By: Revanche

Repurposing, the missing R

February 8, 2010

Many of us who grew up with the mantra Reduce, Reuse, and Recycle may be most familiar with it thanks to the annual Earth Day activities in school where you spent a week collecting cans or brought in stacks of paper you thought your parents were done with for recycling.  (Ooops.)

SSB4C made a great point about the misconception that recycling is an adequate cure-all.  It’s not free, and it’s better not to use the item in the first place if you don’t need to.  But our society runs so much on the Disposable Attitude that I’d like to advocate another form of eco-friendliness: repurposing.

When and where you can: consider a different purpose for an item you’re about to discard. 

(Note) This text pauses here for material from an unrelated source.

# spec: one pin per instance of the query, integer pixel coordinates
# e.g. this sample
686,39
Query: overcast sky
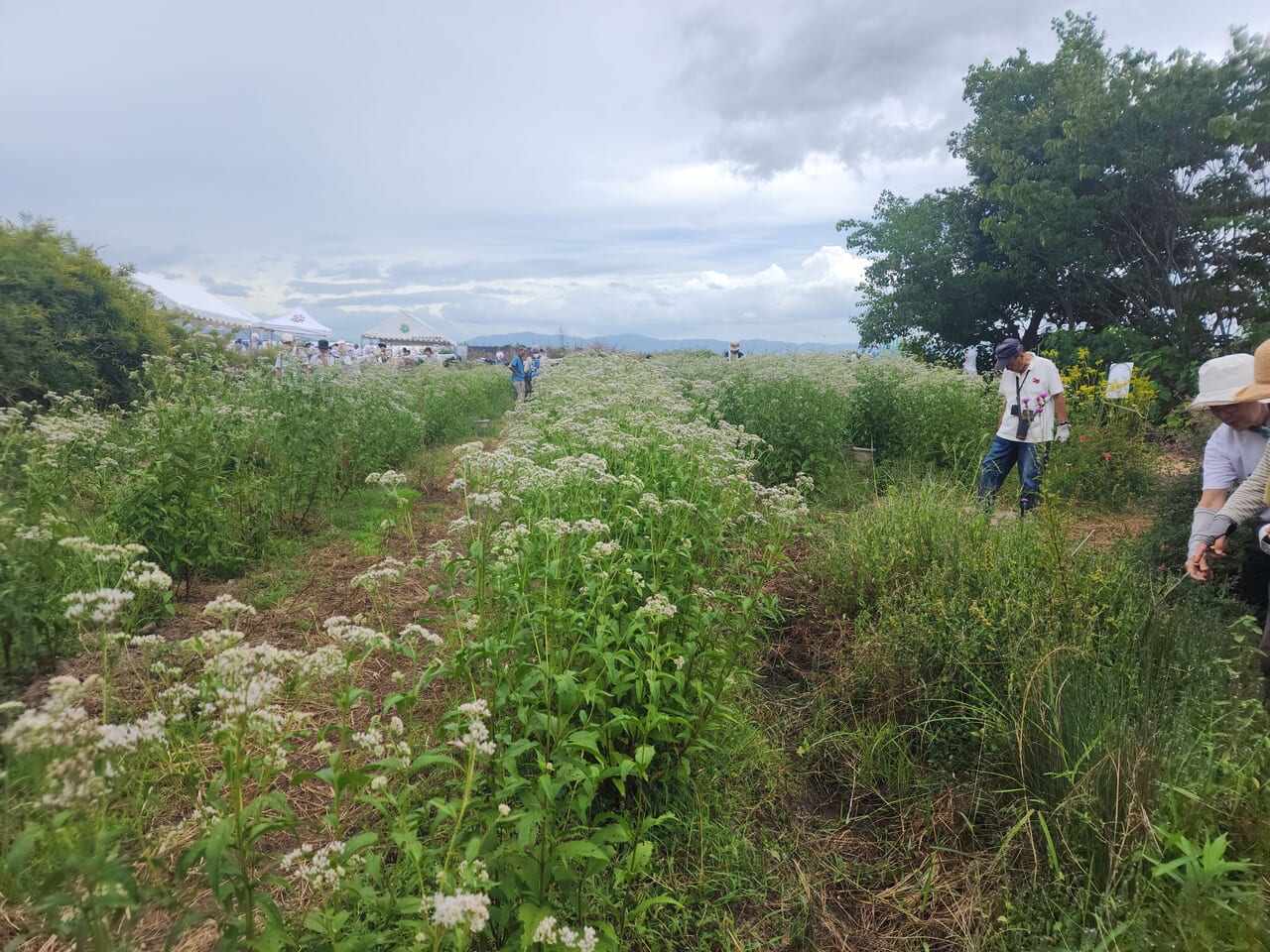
674,169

Containers are the simplest to repurpose. Empty glass jars become coin collectors, storage for leftovers, a temporary home for new plants, a desk organizer for pens and pencils, “hurricane glasses” for tea lights, etc. Creative kids can turn containers in to booby traps, treasure chests, bombs of all sorts.

Does anyone remember the milk jug scoops?  When you finished up a gallon of milk, an adult would cut out a portion of the side, and kids could use it for scooping sand (or water during a massively unfair water fight before it escalates to just using the hose).

Or the last of the shampoo in the bottle was diluted for you to make bubbles with.  Toilet paper rolls become chew toys for the dogs, cats bat around bundles of old shoelaces with a long trailing lace.

A bag full of my t-shirts, scrubs, scrap materials became a quilt.

What about choosing not to buy things if you can repurpose another item?  

I’ve used this former travel pack box of Q-tips as: a wallet sized photo holder (high school) credit card/gift card holder (college), and now a pillbox. 

Use glass or plastic jars to grow some herbs on the window sill, or glasses as cookie cutters instead of buying round cookie cutters?

Opt to just microwave your cup of water for tea instead of buying a new kettle like EM?

Use old or mismatched socks as cleaning and dusting rags instead of buying disposable cleaning wipes? I do this all the time to clean my blinds because they fit right over my hand like those cleaning gloves, and I don’t have to grip or anything.  Just spray and wipe.

Or use the clean mate-missing sock to make a heating sock?  Fill it up with rice and heat in the microwave instead of buying a heating pad.  This works wonderfully as a drape across your shoulders too, for a relaxation technique.  Though I’m more willing to sacrifice beans (ugh) than edible rice, I don’t know if it heats up just as well.

There are hundreds of ways we can choose to save time, money, resources and some space in a landfill by being a little creative.

4 Responses to “Repurposing, the missing R”

  1. I’ve never bought a “rag” in my life. Our old t-shirts have been the cleaning vehicle of choice in our house. I just got a dog, but I instantly realize how valuable the toilet roll is as a chew toy. And he prefers it to the squeaky stuff.

    I always try to see if I can reuse something before I throw it out, even if it is the blank side of a paper. I may not be the most environmentally conscious person, but my laziness spurs my creativity. Why go outside and buy it when it could be sititng right there in your house??

  2. I agree with Investing Newbie. I cut up old t-shirts and use them as rags. They came in handy when there are spills.

    You gave me an idea for using empty glass hars for planting. I may have to try this.

  3. Revanche says:

    @Investing Newbie: The first time I saw a dog handed a roll, I was really confused. But it makes them so happy!

    Your paper mention actually reminded me of something I forgot to list: I always reuse printed on paper to print my coupons. So every sheet of paper gets used twice even if it’s not fit to be used in other ways.

    @SeeJaneGetRich: My favorite part about using glass jars is for some plants, you don’t need soil. I like watching the root system grow.

  4. Sandra says:

    Re-use dryer sheets to dust things! They work great even if they’re completely “dead”.